Outros lamentam a felicidade perdida e não desfrutada no passado pela própria falta de capacidade de dar-lhe forma e destino. É a turma do “eu era feliz e não sabia”. A tribo do “retrô”, do retrovisor. Os mais realistas recomendam cautela, afirmando que ao nos debruçarmos para contar a porcentagem da felicidade em nossa vida, já estamos comprovando que não somos nada felizes. Pois, quem é feliz, não analisa. Então, é melhor mudar de assunto e bater na madeira.

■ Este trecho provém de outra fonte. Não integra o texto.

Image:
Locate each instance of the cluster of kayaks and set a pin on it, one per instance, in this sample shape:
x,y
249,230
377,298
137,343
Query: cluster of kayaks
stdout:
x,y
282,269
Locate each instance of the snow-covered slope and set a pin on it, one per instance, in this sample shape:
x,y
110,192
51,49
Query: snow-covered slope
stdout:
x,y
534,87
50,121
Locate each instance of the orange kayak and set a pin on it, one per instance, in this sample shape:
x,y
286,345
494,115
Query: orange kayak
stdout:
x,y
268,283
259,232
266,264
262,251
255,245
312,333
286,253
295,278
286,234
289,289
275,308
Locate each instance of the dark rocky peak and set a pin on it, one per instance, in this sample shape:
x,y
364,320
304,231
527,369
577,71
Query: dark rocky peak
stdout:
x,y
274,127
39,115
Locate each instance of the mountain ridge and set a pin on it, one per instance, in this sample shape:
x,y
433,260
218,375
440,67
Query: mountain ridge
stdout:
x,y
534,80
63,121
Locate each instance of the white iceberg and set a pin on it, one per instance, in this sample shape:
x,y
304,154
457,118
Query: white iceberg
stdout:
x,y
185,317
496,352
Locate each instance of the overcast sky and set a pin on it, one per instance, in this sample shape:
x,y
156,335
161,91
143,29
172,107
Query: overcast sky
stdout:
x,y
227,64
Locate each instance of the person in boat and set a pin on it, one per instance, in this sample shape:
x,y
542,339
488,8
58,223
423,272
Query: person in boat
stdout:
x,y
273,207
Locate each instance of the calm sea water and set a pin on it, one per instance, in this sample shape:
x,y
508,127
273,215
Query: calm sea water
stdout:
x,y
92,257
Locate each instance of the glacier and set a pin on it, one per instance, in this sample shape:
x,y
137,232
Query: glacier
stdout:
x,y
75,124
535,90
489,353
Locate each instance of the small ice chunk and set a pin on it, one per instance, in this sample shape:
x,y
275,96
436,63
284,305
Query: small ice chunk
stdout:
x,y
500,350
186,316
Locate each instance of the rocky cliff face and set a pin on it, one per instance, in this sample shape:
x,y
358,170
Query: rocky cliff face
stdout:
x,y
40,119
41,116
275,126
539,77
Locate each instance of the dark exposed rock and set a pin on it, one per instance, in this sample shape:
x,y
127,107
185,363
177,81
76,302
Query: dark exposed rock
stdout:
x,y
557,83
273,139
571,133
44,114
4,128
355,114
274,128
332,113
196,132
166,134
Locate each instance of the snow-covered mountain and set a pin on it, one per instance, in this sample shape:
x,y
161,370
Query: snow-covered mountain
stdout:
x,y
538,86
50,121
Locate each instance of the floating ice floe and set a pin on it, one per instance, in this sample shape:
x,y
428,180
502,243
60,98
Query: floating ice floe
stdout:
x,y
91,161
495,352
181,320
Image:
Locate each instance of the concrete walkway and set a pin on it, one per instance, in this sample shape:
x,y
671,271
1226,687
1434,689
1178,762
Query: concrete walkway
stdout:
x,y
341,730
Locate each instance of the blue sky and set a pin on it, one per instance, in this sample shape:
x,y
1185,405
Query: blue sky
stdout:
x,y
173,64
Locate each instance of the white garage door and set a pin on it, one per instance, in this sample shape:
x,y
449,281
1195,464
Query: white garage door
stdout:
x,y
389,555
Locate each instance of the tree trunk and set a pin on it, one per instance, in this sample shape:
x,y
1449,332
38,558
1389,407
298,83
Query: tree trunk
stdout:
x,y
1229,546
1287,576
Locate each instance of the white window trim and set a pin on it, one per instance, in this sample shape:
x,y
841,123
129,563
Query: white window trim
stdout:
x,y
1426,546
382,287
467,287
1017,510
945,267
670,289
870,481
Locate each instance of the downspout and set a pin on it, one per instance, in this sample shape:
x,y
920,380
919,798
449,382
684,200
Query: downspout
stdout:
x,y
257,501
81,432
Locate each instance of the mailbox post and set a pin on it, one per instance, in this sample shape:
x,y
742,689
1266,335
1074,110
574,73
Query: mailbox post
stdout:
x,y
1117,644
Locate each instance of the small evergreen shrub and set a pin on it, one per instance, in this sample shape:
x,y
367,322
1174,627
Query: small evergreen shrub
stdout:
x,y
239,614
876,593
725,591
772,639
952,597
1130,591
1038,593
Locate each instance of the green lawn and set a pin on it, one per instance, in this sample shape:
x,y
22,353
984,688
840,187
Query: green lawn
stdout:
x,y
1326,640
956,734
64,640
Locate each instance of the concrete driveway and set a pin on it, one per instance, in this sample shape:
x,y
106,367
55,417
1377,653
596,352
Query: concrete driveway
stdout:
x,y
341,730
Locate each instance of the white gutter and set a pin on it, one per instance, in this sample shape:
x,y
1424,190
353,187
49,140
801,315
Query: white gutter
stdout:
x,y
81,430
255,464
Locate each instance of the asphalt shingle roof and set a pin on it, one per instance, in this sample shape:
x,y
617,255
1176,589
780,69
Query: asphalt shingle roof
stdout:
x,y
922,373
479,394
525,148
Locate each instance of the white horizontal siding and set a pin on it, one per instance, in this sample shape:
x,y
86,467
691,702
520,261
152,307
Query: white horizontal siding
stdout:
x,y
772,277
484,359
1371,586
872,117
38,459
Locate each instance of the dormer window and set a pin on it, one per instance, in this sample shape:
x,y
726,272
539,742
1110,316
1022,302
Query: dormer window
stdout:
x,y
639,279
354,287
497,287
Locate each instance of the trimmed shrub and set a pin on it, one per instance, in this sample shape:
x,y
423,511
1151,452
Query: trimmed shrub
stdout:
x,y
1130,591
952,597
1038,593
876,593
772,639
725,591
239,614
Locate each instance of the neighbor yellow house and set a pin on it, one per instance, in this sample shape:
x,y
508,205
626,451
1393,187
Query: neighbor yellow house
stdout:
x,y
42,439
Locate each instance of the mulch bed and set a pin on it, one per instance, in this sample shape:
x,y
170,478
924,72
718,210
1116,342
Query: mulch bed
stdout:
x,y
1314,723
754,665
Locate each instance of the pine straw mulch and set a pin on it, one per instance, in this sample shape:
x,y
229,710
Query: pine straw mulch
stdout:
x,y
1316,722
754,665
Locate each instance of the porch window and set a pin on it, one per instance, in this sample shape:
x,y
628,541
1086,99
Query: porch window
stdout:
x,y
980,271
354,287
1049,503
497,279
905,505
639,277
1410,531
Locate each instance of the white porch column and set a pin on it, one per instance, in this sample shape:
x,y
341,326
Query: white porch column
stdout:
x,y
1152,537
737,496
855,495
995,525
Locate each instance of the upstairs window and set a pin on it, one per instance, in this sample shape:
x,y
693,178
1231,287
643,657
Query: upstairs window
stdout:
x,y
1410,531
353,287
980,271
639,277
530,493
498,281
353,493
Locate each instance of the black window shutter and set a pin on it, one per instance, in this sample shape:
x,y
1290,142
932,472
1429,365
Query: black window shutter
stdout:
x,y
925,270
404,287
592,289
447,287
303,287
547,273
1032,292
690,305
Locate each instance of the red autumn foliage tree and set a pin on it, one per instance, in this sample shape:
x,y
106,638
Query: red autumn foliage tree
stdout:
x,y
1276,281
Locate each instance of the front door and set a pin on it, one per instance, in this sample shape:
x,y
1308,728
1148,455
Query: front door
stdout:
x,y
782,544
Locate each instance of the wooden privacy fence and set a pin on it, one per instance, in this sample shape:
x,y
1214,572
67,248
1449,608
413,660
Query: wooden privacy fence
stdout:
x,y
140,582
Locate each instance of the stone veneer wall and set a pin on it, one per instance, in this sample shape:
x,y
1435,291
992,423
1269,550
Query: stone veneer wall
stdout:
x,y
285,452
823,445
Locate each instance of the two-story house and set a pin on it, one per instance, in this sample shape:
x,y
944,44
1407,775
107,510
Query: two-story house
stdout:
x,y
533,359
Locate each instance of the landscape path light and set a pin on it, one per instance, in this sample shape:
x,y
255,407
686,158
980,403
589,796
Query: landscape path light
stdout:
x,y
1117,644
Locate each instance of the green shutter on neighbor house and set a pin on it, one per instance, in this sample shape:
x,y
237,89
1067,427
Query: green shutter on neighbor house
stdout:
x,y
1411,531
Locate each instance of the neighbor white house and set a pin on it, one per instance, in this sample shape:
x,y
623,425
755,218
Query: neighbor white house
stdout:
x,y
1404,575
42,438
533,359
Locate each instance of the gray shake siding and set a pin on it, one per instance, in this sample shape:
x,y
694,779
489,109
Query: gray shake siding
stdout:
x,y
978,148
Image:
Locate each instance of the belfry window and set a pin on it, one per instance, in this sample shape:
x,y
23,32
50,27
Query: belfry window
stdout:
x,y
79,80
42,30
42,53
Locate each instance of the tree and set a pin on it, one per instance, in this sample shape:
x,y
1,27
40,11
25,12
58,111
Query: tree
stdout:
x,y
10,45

E, finalmente, há o bloco que aposta todas as fichas na utopia da felicidade, como se o tal estado de espírito fosse apenas um almejo fantasioso da alma, louca para reencontrar a plenitude não possível nesse mundo físico.
Enquanto “la nave va”, eu sigo, nada cautelosa, tentando provocar a aparição da felicidade a qualquer custo. Quero ver que cara ela tem, quero olhar nos seus olhos, perguntar-lhe algo. Não a quero, como um vulto, passando correndo, nem me espiando por de trás da janela.
Lendo um filósofo chamado André Comte-Sponville, encontrei respostas mágicas para a questão do ser feliz. Uma definição que me soa como um poderoso insight é aquela que diz assim: “O momento de felicidade mais perfeito que um ser humano pode encontrar pela vida é a manhã que antecede a noite do natal, quando ainda somos crianças”.
Na tese, para explicar a afirmação, o filósofo francês argumenta que o maior nível de felicidade é aquele que pode ser medido momentos antes da satisfação de um desejo. Quando a criança está a apenas algumas horas de ganhar o tão desejado presente, aquele brinquedo que ela passou meses sonhando e escolhendo. Seria este o momento mágico em que poderíamos colher um raro flagrante daquilo que pode ser chamado de felicidade.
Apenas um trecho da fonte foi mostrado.